Atölyesini "Bağlama Müzesi"Ne Dönüştürdü
Sivaslı bağlama ustası, Aşık Veysel, Aşık Davut Sulari ve Müslüm Ağbaba gibi ünlü halk ozanlarının bağlamalarının da yer aldığı özel bağlamaları müzeye dönüştürdüğü atölyesinde meraklılarının beğenisine sunuyor.
CÜNEYT ÇELİK - Sivaslı bağlama ustası, Aşık Veysel, Aşık Davut Sulari ve Müslüm Ağbaba gibi ünlü halk ozanlarının bağlamalarının da yer aldığı özel bağlamaları müzeye dönüştürdüğü atölyesinde meraklılarının beğenisine sunuyor.
Sivas 4 Eylül Sanayi Sitesi'ndeki atölyesinde el yapımı bağlama üreten 46 yaşındaki Şentürk İyidoğan, atölyesinde sergilediği 1940'lı yıllara ait sedef işlemeli ve 400 yılık bağlamalar ile sahipleri arasında Aşık Veysel, Aşık Davut Sulari ve Müslüm Ağbaba gibi ünlü halk ozanlarının da bulunduğu 12 bağlamaya adeta gözü gibi bakıyor.
Zamana direnen bağlamaların orijinalliğini bozmadan bakımını yapan İyidoğan, aynı zamanda bu bağlamaları görmeye gelen misafirlerine, enstrümanların sahiplerinin ezgileriyle doyumsuz bir dinleti sunuyor.
İyidoğan, AA muhabirine yaptığı açıklamada, çocukluk döneminde bağlama yapmaya başladığını belirterek, ilkokul 2. sınıfta yıldırım çarpması sonucu konuşma kaybı yaşadığını, türkü söyleyince dil tutukluğu olmadığını gören babasının ilk sazını kendisine o dönem aldığını anlattı.
O günden beri bağlamayı elinden hiç bırakmadığını ifade eden İyidoğan, şöyle konuştu:
"Ünlü halk ozanlarının sazlarını toplamak çocukluk hayalimdi, bu hayalimi gerçekleştirmenin mutluluğunu yaşıyorum.
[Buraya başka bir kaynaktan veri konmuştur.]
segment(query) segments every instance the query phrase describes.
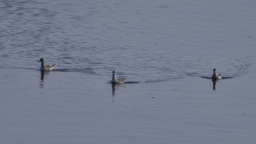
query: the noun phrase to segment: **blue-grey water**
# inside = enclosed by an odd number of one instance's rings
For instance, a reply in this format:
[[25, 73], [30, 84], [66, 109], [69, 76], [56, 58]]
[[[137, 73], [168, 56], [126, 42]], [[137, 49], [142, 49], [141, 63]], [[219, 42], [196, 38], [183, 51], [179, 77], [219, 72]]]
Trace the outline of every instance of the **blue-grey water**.
[[0, 143], [255, 143], [256, 7], [0, 0]]

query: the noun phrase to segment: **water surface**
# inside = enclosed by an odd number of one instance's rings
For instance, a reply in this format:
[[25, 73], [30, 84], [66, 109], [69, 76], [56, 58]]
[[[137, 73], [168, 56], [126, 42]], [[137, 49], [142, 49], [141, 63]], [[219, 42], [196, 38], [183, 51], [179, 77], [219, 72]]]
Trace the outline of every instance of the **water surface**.
[[0, 5], [3, 143], [255, 141], [254, 1]]

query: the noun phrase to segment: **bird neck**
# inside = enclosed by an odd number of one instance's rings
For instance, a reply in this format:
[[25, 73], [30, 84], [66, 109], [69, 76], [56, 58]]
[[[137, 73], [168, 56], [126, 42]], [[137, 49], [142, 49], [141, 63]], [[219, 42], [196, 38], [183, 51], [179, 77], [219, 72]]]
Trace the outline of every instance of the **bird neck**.
[[112, 79], [117, 79], [116, 78], [116, 75], [113, 75], [113, 76], [112, 77]]

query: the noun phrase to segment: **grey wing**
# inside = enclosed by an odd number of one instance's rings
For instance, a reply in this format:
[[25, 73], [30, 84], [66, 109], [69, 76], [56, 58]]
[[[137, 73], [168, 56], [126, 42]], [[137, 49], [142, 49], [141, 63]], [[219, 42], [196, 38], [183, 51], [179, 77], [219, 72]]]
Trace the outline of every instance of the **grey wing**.
[[52, 68], [52, 67], [55, 67], [55, 65], [56, 65], [56, 64], [54, 64], [54, 65], [47, 65], [46, 66], [48, 68]]
[[118, 79], [117, 80], [122, 82], [124, 82], [124, 81], [126, 80], [126, 79], [127, 79], [126, 78], [124, 78], [122, 79]]

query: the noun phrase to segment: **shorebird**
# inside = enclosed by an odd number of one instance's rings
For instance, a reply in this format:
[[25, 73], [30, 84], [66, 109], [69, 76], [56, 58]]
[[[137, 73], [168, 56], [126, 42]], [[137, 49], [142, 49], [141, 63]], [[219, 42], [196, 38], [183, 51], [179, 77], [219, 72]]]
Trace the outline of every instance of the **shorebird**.
[[212, 79], [221, 79], [221, 75], [220, 73], [217, 74], [216, 68], [213, 69], [213, 75], [211, 76], [211, 78]]
[[41, 68], [40, 70], [41, 71], [51, 71], [56, 66], [56, 64], [52, 65], [45, 65], [45, 59], [44, 58], [41, 58], [37, 62], [40, 61], [41, 62]]
[[116, 71], [113, 71], [112, 73], [113, 75], [112, 77], [112, 80], [111, 82], [113, 83], [123, 83], [127, 79], [126, 78], [124, 78], [122, 79], [117, 79], [117, 78], [116, 78]]

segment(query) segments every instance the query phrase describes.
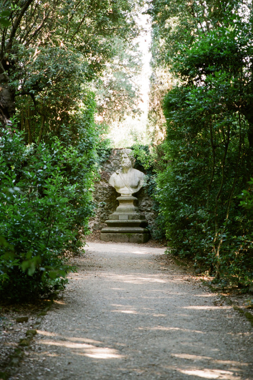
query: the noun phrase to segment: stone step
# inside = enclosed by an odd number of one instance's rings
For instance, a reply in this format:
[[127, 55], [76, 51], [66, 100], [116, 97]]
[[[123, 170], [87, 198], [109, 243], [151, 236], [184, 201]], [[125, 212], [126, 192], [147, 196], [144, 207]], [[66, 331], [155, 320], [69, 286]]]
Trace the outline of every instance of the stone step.
[[103, 234], [148, 234], [148, 230], [142, 227], [105, 227], [101, 230]]
[[147, 221], [141, 219], [122, 219], [120, 220], [106, 220], [108, 227], [146, 227]]

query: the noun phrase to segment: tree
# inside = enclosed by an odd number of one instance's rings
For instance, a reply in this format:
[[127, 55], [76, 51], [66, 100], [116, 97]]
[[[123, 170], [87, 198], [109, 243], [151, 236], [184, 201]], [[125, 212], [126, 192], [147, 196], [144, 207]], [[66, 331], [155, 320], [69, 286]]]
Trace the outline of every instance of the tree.
[[[217, 278], [246, 282], [252, 276], [252, 226], [238, 196], [252, 168], [251, 5], [191, 2], [184, 18], [183, 4], [166, 3], [165, 11], [158, 9], [176, 43], [164, 41], [163, 62], [177, 80], [164, 103], [162, 146], [171, 163], [158, 179], [167, 237], [178, 252], [214, 269]], [[161, 17], [152, 11], [155, 20]], [[172, 20], [178, 25], [188, 19], [183, 39]]]
[[[134, 16], [139, 3], [18, 0], [13, 4], [2, 0], [1, 3], [2, 8], [9, 12], [8, 23], [0, 29], [2, 124], [13, 115], [15, 105], [23, 108], [27, 139], [39, 141], [45, 128], [58, 133], [59, 124], [69, 122], [70, 109], [74, 109], [78, 94], [85, 92], [83, 83], [101, 73], [115, 55], [115, 36], [129, 42], [136, 36], [138, 29]], [[36, 137], [32, 136], [31, 115], [34, 122], [40, 125]]]

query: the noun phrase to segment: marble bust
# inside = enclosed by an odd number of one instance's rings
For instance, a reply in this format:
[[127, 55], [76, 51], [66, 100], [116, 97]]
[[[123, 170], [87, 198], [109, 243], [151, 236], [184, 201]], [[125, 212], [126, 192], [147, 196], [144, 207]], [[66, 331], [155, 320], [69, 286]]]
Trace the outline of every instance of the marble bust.
[[144, 173], [134, 169], [135, 159], [131, 149], [123, 149], [120, 154], [121, 169], [110, 177], [109, 183], [121, 197], [131, 197], [142, 186]]

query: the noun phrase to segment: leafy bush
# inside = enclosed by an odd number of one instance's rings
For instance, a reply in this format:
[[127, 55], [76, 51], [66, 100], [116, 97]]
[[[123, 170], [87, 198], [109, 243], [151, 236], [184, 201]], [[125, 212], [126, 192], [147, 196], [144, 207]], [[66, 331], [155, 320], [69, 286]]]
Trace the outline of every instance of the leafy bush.
[[[89, 140], [89, 139], [88, 139]], [[25, 146], [22, 133], [0, 139], [0, 293], [22, 300], [61, 289], [71, 268], [64, 251], [80, 246], [93, 211], [93, 146], [57, 138]]]

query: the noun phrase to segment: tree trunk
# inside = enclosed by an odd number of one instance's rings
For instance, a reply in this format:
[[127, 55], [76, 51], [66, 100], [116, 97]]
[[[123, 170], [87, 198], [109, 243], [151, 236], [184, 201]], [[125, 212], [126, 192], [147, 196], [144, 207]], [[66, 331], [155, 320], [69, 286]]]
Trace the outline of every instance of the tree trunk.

Atölyemde çok eskiye dayanan sazlar var. Bu sazların kime ait olduğunu, kimin bu sazlarla türkü okuduğunu, hemen hemen hepsini biliyorum. Ondan dolayı bağlamaları elime aldığımda daha mutlu oluyorum ve keyifle çalıyorum. Bağlamalar ilk sahipleri kimse onlar nasıl sakladıysa nasıl baktıysa ben de o sazları öyle saklayıp, bakıyorum."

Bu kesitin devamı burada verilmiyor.